From the UK National Mental Health Development Unit “Fewer than four in ten employers say that they would consider employing someone with a history of mental health problems.”
It is ironic then to consider research that suggests that one in 25 business leaders may be a psychopath, even though the condition may not be formally recognised and certainly undiagnosed. I happened to hear Jon Ronson the author of ‘The Psychopath test’ being interviewed about his work on the radio last Sunday. What he had to say resonated with my own experience of some senior, and feared, people in the corporate world.
Ronson quoted Robert Hare’s work for a definition of the corporate psychopath ‘People who are psychopathic prey ruthlessly on others using charm, deceit, violence or other methods that allow them to get what they want. The symptoms of psychopathy include: lack of a conscience or sense of guilt, lack of empathy, egocentricity, pathological lying, repeated violations of social norms, disregard for the law, shallow emotions, and a history of victimizing others.’ Hare, Robert D. Without Conscience: The Disturbing World of the Psychopaths Among Us. New York, NY: The Guilford Press, 1993.
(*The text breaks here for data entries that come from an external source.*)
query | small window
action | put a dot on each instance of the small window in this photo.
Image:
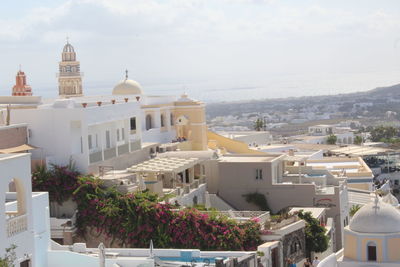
(108, 139)
(133, 124)
(259, 174)
(162, 120)
(90, 143)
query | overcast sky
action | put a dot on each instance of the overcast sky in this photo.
(282, 48)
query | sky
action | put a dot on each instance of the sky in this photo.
(216, 50)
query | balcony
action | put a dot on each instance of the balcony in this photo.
(16, 225)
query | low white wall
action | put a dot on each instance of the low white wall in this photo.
(187, 199)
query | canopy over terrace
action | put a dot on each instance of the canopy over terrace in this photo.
(167, 171)
(360, 151)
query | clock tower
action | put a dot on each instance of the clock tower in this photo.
(69, 77)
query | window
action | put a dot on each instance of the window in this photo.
(148, 122)
(259, 174)
(371, 251)
(162, 120)
(133, 124)
(108, 139)
(90, 143)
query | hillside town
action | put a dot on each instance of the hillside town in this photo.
(131, 179)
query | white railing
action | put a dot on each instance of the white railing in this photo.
(17, 225)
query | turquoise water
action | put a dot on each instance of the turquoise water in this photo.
(150, 182)
(315, 175)
(188, 259)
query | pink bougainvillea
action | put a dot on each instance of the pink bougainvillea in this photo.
(135, 219)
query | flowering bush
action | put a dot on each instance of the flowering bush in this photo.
(133, 220)
(59, 181)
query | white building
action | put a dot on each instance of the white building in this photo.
(371, 239)
(89, 133)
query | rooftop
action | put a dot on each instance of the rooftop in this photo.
(315, 212)
(165, 165)
(247, 158)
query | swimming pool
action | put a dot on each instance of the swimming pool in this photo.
(187, 259)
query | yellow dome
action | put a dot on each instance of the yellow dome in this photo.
(127, 87)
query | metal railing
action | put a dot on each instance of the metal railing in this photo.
(16, 225)
(104, 169)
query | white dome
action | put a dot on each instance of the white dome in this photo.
(376, 217)
(390, 199)
(127, 87)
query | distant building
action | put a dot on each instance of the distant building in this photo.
(69, 77)
(371, 238)
(21, 88)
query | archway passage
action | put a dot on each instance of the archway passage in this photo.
(371, 251)
(148, 122)
(15, 200)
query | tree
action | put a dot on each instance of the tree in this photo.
(259, 124)
(9, 257)
(316, 239)
(358, 140)
(331, 140)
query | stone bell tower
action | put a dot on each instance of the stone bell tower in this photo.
(69, 77)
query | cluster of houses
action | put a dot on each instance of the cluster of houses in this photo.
(135, 142)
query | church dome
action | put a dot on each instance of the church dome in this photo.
(376, 217)
(127, 87)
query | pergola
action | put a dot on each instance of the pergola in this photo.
(360, 151)
(167, 167)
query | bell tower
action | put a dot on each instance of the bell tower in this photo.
(21, 88)
(69, 77)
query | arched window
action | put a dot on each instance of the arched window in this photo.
(371, 251)
(162, 120)
(15, 193)
(148, 122)
(295, 246)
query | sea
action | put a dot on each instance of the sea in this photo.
(235, 89)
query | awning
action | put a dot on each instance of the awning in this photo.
(17, 149)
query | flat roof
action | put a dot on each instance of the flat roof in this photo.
(315, 212)
(247, 159)
(164, 165)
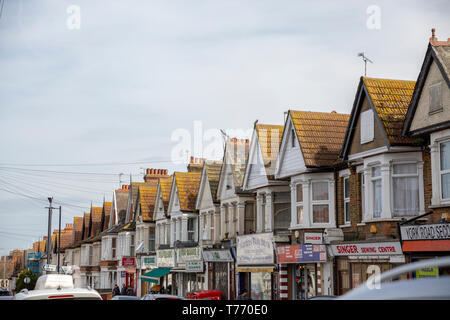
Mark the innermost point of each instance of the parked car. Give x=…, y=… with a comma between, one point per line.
x=411, y=289
x=205, y=295
x=58, y=294
x=323, y=298
x=5, y=294
x=125, y=298
x=161, y=297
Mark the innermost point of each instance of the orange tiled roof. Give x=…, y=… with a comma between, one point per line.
x=391, y=99
x=236, y=152
x=213, y=171
x=269, y=137
x=320, y=135
x=147, y=199
x=187, y=185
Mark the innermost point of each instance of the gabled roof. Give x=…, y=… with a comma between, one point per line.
x=320, y=135
x=389, y=100
x=147, y=199
x=187, y=185
x=439, y=52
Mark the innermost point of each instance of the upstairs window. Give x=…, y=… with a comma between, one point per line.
x=435, y=93
x=299, y=203
x=320, y=203
x=367, y=126
x=405, y=182
x=376, y=187
x=346, y=200
x=444, y=172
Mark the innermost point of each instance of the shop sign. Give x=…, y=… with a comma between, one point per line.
x=312, y=238
x=148, y=262
x=302, y=253
x=188, y=254
x=34, y=255
x=217, y=256
x=194, y=266
x=432, y=272
x=165, y=258
x=254, y=249
x=128, y=262
x=366, y=249
x=437, y=231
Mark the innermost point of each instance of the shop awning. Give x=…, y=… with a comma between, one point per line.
x=154, y=275
x=255, y=269
x=426, y=245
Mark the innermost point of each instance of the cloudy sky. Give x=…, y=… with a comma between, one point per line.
x=79, y=106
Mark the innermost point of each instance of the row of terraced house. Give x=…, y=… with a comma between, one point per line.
x=309, y=207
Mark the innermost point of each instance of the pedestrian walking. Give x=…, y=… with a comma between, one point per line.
x=116, y=290
x=124, y=290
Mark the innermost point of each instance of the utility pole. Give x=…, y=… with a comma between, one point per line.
x=59, y=236
x=50, y=199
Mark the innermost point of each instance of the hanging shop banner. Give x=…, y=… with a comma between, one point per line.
x=148, y=262
x=165, y=258
x=217, y=256
x=188, y=254
x=302, y=253
x=312, y=238
x=194, y=266
x=438, y=231
x=366, y=249
x=128, y=262
x=254, y=249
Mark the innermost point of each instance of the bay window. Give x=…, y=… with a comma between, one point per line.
x=376, y=188
x=444, y=172
x=320, y=205
x=299, y=203
x=405, y=183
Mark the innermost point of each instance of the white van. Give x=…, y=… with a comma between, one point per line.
x=56, y=287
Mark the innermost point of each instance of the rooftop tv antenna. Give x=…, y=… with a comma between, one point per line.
x=365, y=59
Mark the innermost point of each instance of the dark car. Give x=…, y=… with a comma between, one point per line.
x=5, y=294
x=125, y=298
x=161, y=297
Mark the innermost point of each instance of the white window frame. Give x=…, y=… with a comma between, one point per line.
x=442, y=172
x=306, y=179
x=372, y=190
x=299, y=203
x=386, y=162
x=346, y=199
x=394, y=175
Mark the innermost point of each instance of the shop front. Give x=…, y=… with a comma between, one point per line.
x=189, y=270
x=423, y=242
x=165, y=262
x=256, y=266
x=357, y=261
x=219, y=270
x=145, y=265
x=305, y=264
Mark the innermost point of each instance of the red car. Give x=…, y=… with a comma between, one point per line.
x=205, y=295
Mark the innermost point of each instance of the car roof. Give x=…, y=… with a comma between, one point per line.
x=45, y=293
x=419, y=289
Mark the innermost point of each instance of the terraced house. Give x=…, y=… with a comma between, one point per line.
x=428, y=121
x=307, y=158
x=273, y=213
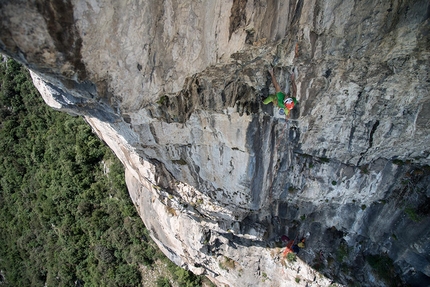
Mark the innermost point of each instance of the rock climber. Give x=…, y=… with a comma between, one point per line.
x=280, y=99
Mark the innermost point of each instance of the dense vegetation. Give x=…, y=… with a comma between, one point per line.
x=65, y=215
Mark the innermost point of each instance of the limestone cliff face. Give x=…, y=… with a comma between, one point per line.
x=175, y=89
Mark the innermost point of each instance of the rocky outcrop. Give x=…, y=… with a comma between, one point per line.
x=175, y=89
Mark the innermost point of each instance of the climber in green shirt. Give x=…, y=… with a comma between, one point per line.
x=281, y=100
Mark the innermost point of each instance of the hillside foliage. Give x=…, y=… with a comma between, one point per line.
x=65, y=215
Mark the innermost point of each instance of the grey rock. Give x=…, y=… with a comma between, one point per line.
x=175, y=89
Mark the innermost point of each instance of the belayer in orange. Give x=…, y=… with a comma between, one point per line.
x=280, y=99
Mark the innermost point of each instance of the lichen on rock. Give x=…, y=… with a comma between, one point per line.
x=175, y=88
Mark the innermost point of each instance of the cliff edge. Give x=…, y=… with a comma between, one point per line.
x=175, y=88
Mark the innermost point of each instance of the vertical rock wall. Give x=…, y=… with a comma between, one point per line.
x=175, y=89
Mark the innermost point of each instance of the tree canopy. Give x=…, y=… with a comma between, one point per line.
x=65, y=214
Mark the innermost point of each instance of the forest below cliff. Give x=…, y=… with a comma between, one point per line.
x=65, y=214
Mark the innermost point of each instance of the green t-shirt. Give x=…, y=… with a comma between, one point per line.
x=281, y=97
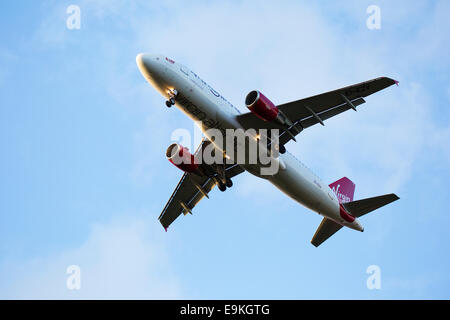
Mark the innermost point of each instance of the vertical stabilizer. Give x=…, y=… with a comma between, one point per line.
x=344, y=189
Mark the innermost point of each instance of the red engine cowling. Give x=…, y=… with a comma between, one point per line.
x=181, y=158
x=261, y=106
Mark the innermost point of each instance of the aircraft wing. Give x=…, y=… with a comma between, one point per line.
x=191, y=189
x=316, y=109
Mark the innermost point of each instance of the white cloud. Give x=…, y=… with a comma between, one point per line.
x=123, y=259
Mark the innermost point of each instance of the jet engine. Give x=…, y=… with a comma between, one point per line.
x=261, y=106
x=264, y=109
x=181, y=158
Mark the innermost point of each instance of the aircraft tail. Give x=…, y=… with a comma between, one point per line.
x=344, y=190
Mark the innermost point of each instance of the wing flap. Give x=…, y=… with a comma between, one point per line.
x=325, y=105
x=359, y=208
x=325, y=230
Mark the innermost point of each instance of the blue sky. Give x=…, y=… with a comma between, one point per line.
x=83, y=137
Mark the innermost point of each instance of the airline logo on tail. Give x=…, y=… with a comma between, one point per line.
x=344, y=189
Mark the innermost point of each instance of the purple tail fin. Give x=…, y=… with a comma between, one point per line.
x=344, y=189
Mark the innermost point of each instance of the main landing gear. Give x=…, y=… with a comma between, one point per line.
x=223, y=186
x=172, y=95
x=222, y=180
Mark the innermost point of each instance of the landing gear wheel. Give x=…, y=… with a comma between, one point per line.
x=222, y=187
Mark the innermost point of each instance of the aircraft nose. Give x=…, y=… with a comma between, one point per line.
x=149, y=65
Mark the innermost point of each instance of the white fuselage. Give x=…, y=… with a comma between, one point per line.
x=203, y=104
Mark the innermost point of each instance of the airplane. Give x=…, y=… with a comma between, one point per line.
x=187, y=91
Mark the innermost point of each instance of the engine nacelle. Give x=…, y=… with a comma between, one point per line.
x=261, y=106
x=181, y=158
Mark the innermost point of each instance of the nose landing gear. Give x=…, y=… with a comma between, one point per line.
x=172, y=95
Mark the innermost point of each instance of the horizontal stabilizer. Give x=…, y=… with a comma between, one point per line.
x=326, y=229
x=359, y=208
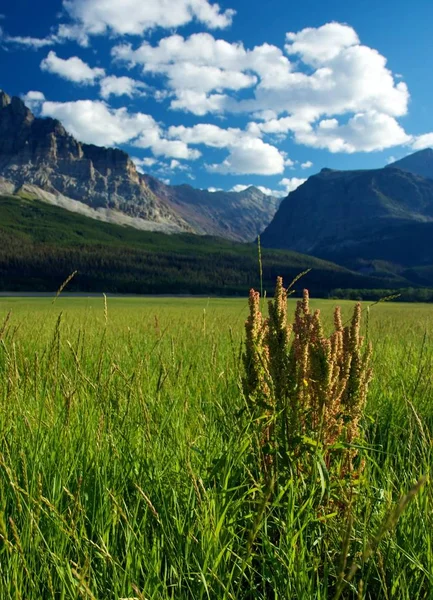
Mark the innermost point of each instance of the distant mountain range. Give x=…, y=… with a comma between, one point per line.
x=373, y=227
x=39, y=158
x=374, y=220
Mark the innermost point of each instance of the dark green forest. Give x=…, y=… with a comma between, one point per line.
x=40, y=245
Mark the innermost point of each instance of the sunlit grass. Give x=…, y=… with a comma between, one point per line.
x=124, y=459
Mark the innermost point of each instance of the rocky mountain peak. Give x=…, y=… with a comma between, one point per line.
x=40, y=153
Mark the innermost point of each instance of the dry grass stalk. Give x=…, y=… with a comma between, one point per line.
x=301, y=384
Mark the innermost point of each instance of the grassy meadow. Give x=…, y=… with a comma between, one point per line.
x=125, y=461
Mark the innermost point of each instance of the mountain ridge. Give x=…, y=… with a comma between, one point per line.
x=357, y=218
x=40, y=152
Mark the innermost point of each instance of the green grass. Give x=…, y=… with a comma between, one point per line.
x=125, y=460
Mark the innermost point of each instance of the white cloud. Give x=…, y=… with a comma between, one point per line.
x=252, y=156
x=423, y=141
x=72, y=32
x=143, y=163
x=34, y=100
x=121, y=86
x=341, y=77
x=73, y=69
x=317, y=45
x=134, y=17
x=241, y=187
x=364, y=132
x=27, y=41
x=93, y=122
x=202, y=64
x=290, y=184
x=198, y=103
x=247, y=154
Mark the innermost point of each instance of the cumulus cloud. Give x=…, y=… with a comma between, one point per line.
x=364, y=132
x=290, y=184
x=121, y=86
x=134, y=17
x=340, y=77
x=247, y=154
x=34, y=100
x=28, y=41
x=251, y=156
x=318, y=45
x=144, y=163
x=240, y=187
x=73, y=69
x=94, y=122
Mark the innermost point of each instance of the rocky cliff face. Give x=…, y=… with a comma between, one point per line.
x=41, y=152
x=239, y=216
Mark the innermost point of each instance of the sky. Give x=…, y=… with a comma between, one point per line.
x=227, y=95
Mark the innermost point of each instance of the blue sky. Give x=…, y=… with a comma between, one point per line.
x=230, y=94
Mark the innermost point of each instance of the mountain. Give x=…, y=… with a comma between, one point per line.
x=239, y=216
x=357, y=218
x=41, y=153
x=40, y=158
x=419, y=163
x=42, y=244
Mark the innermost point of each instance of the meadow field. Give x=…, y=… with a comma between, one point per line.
x=126, y=460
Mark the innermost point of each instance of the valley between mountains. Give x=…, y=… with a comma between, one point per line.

Ronson claims that one in a hundred people are psychopaths and that they present a façade of normality. In his book he has constructed a check list of defining characteristics, that describe psychopaths, noting the primary trait as a lack of empathy. He names a number of well known business identities who pass the test, ostensibly successful business psychopaths. Apparently corporate culture supports callousness, providing an environment where a disregard of the emotions of others can be an asset. A pyschopath can rationalise and intellectualise about what another may be thinking but the can not grasp what another may feel.
If the above doesn’t sound quite right turn to Scientific American and note that psychopaths are rarely psychotic or violent in fact; “Psychopathy reminds us that media depictions of mental illness often contain as much fiction as fact.”
Funny world and I, for one, am not laughing.